= Total known weight =

Term used by meteorite collectors to indicate the combined weight of named meteorites

Total known weight (TKW), also total known mass, is a term used mainly by dealers and meteorite collectors to indicate the combined weight of all known pieces from a single named meteorite. The total known mass of a named meteorite is a fraction of the mass of the original meteoroid that entered Earth's atmosphere to produce the meteorite (also called post-atmospheric mass).

==Mass and TKW==

Meteoroids that produce meteorites ablate as they pass through the atmosphere and lose mass. Thus, the total mass of a meteorite fall will always be lower than that of the original meteoroid (neglecting the mass of any terrestrial oxygen added to meteorites during the formation of their fusion crust). The upper limit to the "total known mass" of a meteorite is therefore the mass of the meteorite fall.
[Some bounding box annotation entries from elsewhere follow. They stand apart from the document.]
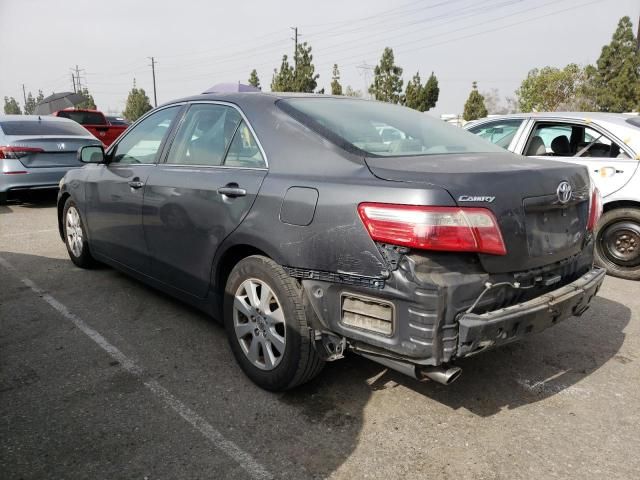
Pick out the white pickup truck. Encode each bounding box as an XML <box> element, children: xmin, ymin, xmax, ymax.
<box><xmin>464</xmin><ymin>112</ymin><xmax>640</xmax><ymax>280</ymax></box>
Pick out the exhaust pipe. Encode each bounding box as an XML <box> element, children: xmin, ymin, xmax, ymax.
<box><xmin>357</xmin><ymin>352</ymin><xmax>462</xmax><ymax>385</ymax></box>
<box><xmin>416</xmin><ymin>367</ymin><xmax>462</xmax><ymax>385</ymax></box>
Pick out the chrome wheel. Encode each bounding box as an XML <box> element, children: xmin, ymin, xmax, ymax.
<box><xmin>65</xmin><ymin>207</ymin><xmax>82</xmax><ymax>257</ymax></box>
<box><xmin>233</xmin><ymin>278</ymin><xmax>286</xmax><ymax>370</ymax></box>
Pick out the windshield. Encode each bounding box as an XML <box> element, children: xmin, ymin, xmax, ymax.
<box><xmin>278</xmin><ymin>97</ymin><xmax>503</xmax><ymax>157</ymax></box>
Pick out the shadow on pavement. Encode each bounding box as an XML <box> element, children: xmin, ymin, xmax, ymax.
<box><xmin>0</xmin><ymin>252</ymin><xmax>631</xmax><ymax>478</ymax></box>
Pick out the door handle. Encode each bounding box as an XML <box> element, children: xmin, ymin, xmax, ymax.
<box><xmin>218</xmin><ymin>186</ymin><xmax>247</xmax><ymax>198</ymax></box>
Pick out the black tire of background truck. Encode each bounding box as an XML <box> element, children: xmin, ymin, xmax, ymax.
<box><xmin>595</xmin><ymin>208</ymin><xmax>640</xmax><ymax>280</ymax></box>
<box><xmin>62</xmin><ymin>197</ymin><xmax>97</xmax><ymax>268</ymax></box>
<box><xmin>224</xmin><ymin>255</ymin><xmax>324</xmax><ymax>392</ymax></box>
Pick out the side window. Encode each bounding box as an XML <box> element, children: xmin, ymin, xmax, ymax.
<box><xmin>224</xmin><ymin>120</ymin><xmax>266</xmax><ymax>168</ymax></box>
<box><xmin>167</xmin><ymin>104</ymin><xmax>241</xmax><ymax>166</ymax></box>
<box><xmin>111</xmin><ymin>105</ymin><xmax>181</xmax><ymax>164</ymax></box>
<box><xmin>525</xmin><ymin>123</ymin><xmax>628</xmax><ymax>158</ymax></box>
<box><xmin>469</xmin><ymin>118</ymin><xmax>522</xmax><ymax>149</ymax></box>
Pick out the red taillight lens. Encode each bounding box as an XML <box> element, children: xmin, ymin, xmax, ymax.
<box><xmin>0</xmin><ymin>147</ymin><xmax>44</xmax><ymax>159</ymax></box>
<box><xmin>358</xmin><ymin>203</ymin><xmax>507</xmax><ymax>255</ymax></box>
<box><xmin>587</xmin><ymin>184</ymin><xmax>602</xmax><ymax>232</ymax></box>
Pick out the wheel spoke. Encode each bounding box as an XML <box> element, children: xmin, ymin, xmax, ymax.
<box><xmin>266</xmin><ymin>305</ymin><xmax>284</xmax><ymax>325</ymax></box>
<box><xmin>233</xmin><ymin>295</ymin><xmax>253</xmax><ymax>318</ymax></box>
<box><xmin>267</xmin><ymin>327</ymin><xmax>284</xmax><ymax>355</ymax></box>
<box><xmin>245</xmin><ymin>280</ymin><xmax>260</xmax><ymax>308</ymax></box>
<box><xmin>247</xmin><ymin>337</ymin><xmax>260</xmax><ymax>364</ymax></box>
<box><xmin>259</xmin><ymin>284</ymin><xmax>273</xmax><ymax>313</ymax></box>
<box><xmin>235</xmin><ymin>322</ymin><xmax>256</xmax><ymax>338</ymax></box>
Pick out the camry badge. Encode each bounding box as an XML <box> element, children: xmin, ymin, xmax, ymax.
<box><xmin>556</xmin><ymin>181</ymin><xmax>572</xmax><ymax>204</ymax></box>
<box><xmin>458</xmin><ymin>195</ymin><xmax>496</xmax><ymax>203</ymax></box>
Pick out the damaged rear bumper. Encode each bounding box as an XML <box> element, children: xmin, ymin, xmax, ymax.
<box><xmin>456</xmin><ymin>267</ymin><xmax>605</xmax><ymax>358</ymax></box>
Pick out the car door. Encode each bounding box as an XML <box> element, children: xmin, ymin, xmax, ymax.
<box><xmin>144</xmin><ymin>102</ymin><xmax>267</xmax><ymax>297</ymax></box>
<box><xmin>523</xmin><ymin>119</ymin><xmax>638</xmax><ymax>197</ymax></box>
<box><xmin>86</xmin><ymin>105</ymin><xmax>181</xmax><ymax>274</ymax></box>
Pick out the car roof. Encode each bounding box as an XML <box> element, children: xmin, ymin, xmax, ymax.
<box><xmin>470</xmin><ymin>112</ymin><xmax>638</xmax><ymax>125</ymax></box>
<box><xmin>0</xmin><ymin>115</ymin><xmax>80</xmax><ymax>123</ymax></box>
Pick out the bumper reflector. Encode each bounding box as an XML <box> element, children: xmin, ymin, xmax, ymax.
<box><xmin>341</xmin><ymin>294</ymin><xmax>394</xmax><ymax>335</ymax></box>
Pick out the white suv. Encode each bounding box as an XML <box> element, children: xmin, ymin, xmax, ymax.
<box><xmin>464</xmin><ymin>112</ymin><xmax>640</xmax><ymax>280</ymax></box>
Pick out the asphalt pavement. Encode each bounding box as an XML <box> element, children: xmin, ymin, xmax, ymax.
<box><xmin>0</xmin><ymin>195</ymin><xmax>640</xmax><ymax>480</ymax></box>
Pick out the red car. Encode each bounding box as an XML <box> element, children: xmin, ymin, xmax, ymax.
<box><xmin>53</xmin><ymin>109</ymin><xmax>127</xmax><ymax>147</ymax></box>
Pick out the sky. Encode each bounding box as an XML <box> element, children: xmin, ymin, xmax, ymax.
<box><xmin>0</xmin><ymin>0</ymin><xmax>640</xmax><ymax>114</ymax></box>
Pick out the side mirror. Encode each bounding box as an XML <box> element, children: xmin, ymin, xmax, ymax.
<box><xmin>77</xmin><ymin>145</ymin><xmax>105</xmax><ymax>163</ymax></box>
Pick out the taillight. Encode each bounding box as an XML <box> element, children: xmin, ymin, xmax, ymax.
<box><xmin>0</xmin><ymin>147</ymin><xmax>44</xmax><ymax>159</ymax></box>
<box><xmin>587</xmin><ymin>183</ymin><xmax>602</xmax><ymax>232</ymax></box>
<box><xmin>358</xmin><ymin>203</ymin><xmax>507</xmax><ymax>255</ymax></box>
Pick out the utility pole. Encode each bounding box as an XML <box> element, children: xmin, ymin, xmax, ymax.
<box><xmin>147</xmin><ymin>57</ymin><xmax>158</xmax><ymax>107</ymax></box>
<box><xmin>289</xmin><ymin>27</ymin><xmax>298</xmax><ymax>68</ymax></box>
<box><xmin>76</xmin><ymin>65</ymin><xmax>82</xmax><ymax>92</ymax></box>
<box><xmin>356</xmin><ymin>60</ymin><xmax>376</xmax><ymax>100</ymax></box>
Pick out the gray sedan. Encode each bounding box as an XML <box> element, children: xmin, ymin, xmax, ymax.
<box><xmin>58</xmin><ymin>92</ymin><xmax>604</xmax><ymax>390</ymax></box>
<box><xmin>0</xmin><ymin>115</ymin><xmax>100</xmax><ymax>203</ymax></box>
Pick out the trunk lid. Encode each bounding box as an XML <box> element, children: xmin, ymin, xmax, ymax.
<box><xmin>365</xmin><ymin>152</ymin><xmax>589</xmax><ymax>273</ymax></box>
<box><xmin>9</xmin><ymin>136</ymin><xmax>100</xmax><ymax>168</ymax></box>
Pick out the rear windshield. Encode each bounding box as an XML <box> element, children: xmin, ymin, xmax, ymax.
<box><xmin>278</xmin><ymin>97</ymin><xmax>504</xmax><ymax>157</ymax></box>
<box><xmin>57</xmin><ymin>110</ymin><xmax>107</xmax><ymax>125</ymax></box>
<box><xmin>0</xmin><ymin>120</ymin><xmax>89</xmax><ymax>137</ymax></box>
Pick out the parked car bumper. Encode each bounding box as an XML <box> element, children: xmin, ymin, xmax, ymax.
<box><xmin>294</xmin><ymin>240</ymin><xmax>604</xmax><ymax>366</ymax></box>
<box><xmin>0</xmin><ymin>167</ymin><xmax>76</xmax><ymax>194</ymax></box>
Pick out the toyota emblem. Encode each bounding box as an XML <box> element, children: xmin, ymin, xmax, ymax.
<box><xmin>556</xmin><ymin>181</ymin><xmax>572</xmax><ymax>204</ymax></box>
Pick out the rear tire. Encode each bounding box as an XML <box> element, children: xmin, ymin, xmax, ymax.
<box><xmin>595</xmin><ymin>208</ymin><xmax>640</xmax><ymax>280</ymax></box>
<box><xmin>62</xmin><ymin>197</ymin><xmax>96</xmax><ymax>268</ymax></box>
<box><xmin>224</xmin><ymin>255</ymin><xmax>324</xmax><ymax>391</ymax></box>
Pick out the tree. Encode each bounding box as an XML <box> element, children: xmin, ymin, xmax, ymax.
<box><xmin>404</xmin><ymin>72</ymin><xmax>422</xmax><ymax>110</ymax></box>
<box><xmin>462</xmin><ymin>82</ymin><xmax>487</xmax><ymax>122</ymax></box>
<box><xmin>271</xmin><ymin>55</ymin><xmax>294</xmax><ymax>92</ymax></box>
<box><xmin>590</xmin><ymin>17</ymin><xmax>640</xmax><ymax>112</ymax></box>
<box><xmin>369</xmin><ymin>47</ymin><xmax>403</xmax><ymax>103</ymax></box>
<box><xmin>249</xmin><ymin>68</ymin><xmax>260</xmax><ymax>88</ymax></box>
<box><xmin>291</xmin><ymin>42</ymin><xmax>320</xmax><ymax>93</ymax></box>
<box><xmin>24</xmin><ymin>92</ymin><xmax>36</xmax><ymax>115</ymax></box>
<box><xmin>516</xmin><ymin>63</ymin><xmax>592</xmax><ymax>112</ymax></box>
<box><xmin>404</xmin><ymin>72</ymin><xmax>440</xmax><ymax>112</ymax></box>
<box><xmin>76</xmin><ymin>87</ymin><xmax>96</xmax><ymax>110</ymax></box>
<box><xmin>122</xmin><ymin>78</ymin><xmax>152</xmax><ymax>122</ymax></box>
<box><xmin>422</xmin><ymin>72</ymin><xmax>440</xmax><ymax>112</ymax></box>
<box><xmin>344</xmin><ymin>85</ymin><xmax>362</xmax><ymax>98</ymax></box>
<box><xmin>4</xmin><ymin>97</ymin><xmax>22</xmax><ymax>115</ymax></box>
<box><xmin>331</xmin><ymin>63</ymin><xmax>342</xmax><ymax>95</ymax></box>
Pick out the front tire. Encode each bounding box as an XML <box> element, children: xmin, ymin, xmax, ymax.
<box><xmin>62</xmin><ymin>197</ymin><xmax>96</xmax><ymax>268</ymax></box>
<box><xmin>595</xmin><ymin>208</ymin><xmax>640</xmax><ymax>280</ymax></box>
<box><xmin>224</xmin><ymin>255</ymin><xmax>324</xmax><ymax>391</ymax></box>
Several factors can cause the "total known mass" of a meteorite to be less than the mass of the fall. Meteorite falls frequently occur as showers of stones (see main article), produced when the parent meteoroid fragments. Only in cases where 100% of any such fragments are recovered, could the "total known mass" be the same as the mass of the fall. As previously undiscovered fragments are found, the "total known mass" could, in principle, rise. However, this is complicated by the method by which meteorites are named. Historically (before the 1970s), every meteorite was given a simple geographical name. The total number of known meteorites was small and it was generally a simple matter to determine when a newly found fragment was "paired" to a previously discovered meteorite. When pairing could be established, the new fragment would not be given a new name, and the "total known mass" of the original meteorite would increase. But, recent discoveries of arid regions containing large concentrations of meteorites have resulted in new rules for meteorite nomenclature. In these cases, individual meteorites are numbered, and every newly discovered fragment receives a unique number, even if there is a strong case that the new fragment is paired with an earlier discovered meteorite. In these cases, the "total known mass" of the meteorite is fixed at the time of the find, and cannot increase.

==Use==
Low TKW means less materials for scientists and collectors. The total known weight is a key factor in pricing, especially with rare meteorite types.